Table 1 – Body temperature normal range is given as >37.9, probably a mistake.

We corrected this mistake into ≤37.9.

 

The results presented in Table 3 are unclear. The rise of AnxA1 in patients with and without TE should be shown on a graph. 

We updated the manuscript by adding Figure 4 showing the TE data and moving Table 3 to Supplementary S5.

 

Significant correlations between AnxA1 and markers of inflammation and endothelial damage should be presented on graphs, if not in the paper then in supplementary materials.

We added a correlation matrix in Supplementary S3.

 

 

 

REFERENCES

1          Liu, Q., Ding, M., Sun, J. & Zhu, Z. Identification of ANXA1 as a diagnostic and lymphatic metastasis factor in colorectal cancer.
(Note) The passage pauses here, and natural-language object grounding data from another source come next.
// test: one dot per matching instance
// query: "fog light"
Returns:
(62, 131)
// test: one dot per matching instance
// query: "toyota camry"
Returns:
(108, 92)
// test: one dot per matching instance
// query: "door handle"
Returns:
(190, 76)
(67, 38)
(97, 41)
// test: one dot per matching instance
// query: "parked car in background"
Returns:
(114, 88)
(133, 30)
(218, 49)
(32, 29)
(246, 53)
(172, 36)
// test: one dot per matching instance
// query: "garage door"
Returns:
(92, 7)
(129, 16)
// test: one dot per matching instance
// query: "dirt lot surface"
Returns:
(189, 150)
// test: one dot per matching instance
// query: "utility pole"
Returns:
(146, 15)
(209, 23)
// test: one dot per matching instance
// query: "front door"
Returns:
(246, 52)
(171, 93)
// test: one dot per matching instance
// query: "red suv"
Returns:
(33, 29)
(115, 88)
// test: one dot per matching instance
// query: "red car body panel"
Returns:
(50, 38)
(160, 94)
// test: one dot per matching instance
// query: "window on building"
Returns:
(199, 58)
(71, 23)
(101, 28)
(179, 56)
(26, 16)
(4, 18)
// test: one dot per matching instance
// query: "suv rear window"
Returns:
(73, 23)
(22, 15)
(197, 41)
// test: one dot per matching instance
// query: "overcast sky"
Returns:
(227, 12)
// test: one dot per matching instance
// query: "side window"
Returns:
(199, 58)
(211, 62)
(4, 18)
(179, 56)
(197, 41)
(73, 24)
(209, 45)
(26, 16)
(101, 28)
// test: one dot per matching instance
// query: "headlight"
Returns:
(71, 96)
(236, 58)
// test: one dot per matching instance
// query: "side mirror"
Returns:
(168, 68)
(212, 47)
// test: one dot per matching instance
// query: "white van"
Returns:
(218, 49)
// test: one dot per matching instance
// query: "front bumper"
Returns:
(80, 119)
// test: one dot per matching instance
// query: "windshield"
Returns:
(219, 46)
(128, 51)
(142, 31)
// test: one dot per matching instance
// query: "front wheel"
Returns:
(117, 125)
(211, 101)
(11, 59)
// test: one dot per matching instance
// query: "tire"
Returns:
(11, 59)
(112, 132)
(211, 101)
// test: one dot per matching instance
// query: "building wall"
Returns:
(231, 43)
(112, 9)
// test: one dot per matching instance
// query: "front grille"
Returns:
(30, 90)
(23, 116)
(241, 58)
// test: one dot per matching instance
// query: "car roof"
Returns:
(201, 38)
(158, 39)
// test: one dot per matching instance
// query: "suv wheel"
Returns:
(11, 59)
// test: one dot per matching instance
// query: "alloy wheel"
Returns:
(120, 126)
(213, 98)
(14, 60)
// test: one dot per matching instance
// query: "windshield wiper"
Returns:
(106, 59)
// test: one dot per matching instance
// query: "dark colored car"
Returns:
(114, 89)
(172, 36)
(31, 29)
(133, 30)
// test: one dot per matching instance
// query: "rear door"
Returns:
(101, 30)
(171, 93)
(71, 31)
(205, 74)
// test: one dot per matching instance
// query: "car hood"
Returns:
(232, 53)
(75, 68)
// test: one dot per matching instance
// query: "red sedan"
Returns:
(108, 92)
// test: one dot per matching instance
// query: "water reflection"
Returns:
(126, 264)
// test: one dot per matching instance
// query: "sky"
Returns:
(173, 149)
J Tre Bio Res 1, 1-4 (2018).

2          Lee, S. H. et al. Annexin A1 in plasma from patients with bronchial asthma: its association with lung function. BMC Pulm Med 18, 1 (2018).

3          Purvis, G. S. D. et al. Annexin A1 attenuates microvascular complications through restoration of Akt signalling in a murine model of type 1 diabetes. Diabetologia 61, 482-495 (2018).

Round 2

Reviewer 1 Report

I would like to thank authors for replying my comments. 

Reviewer 2 Report

I have gone through the revised manuscript and recommend to Accept this manuscript.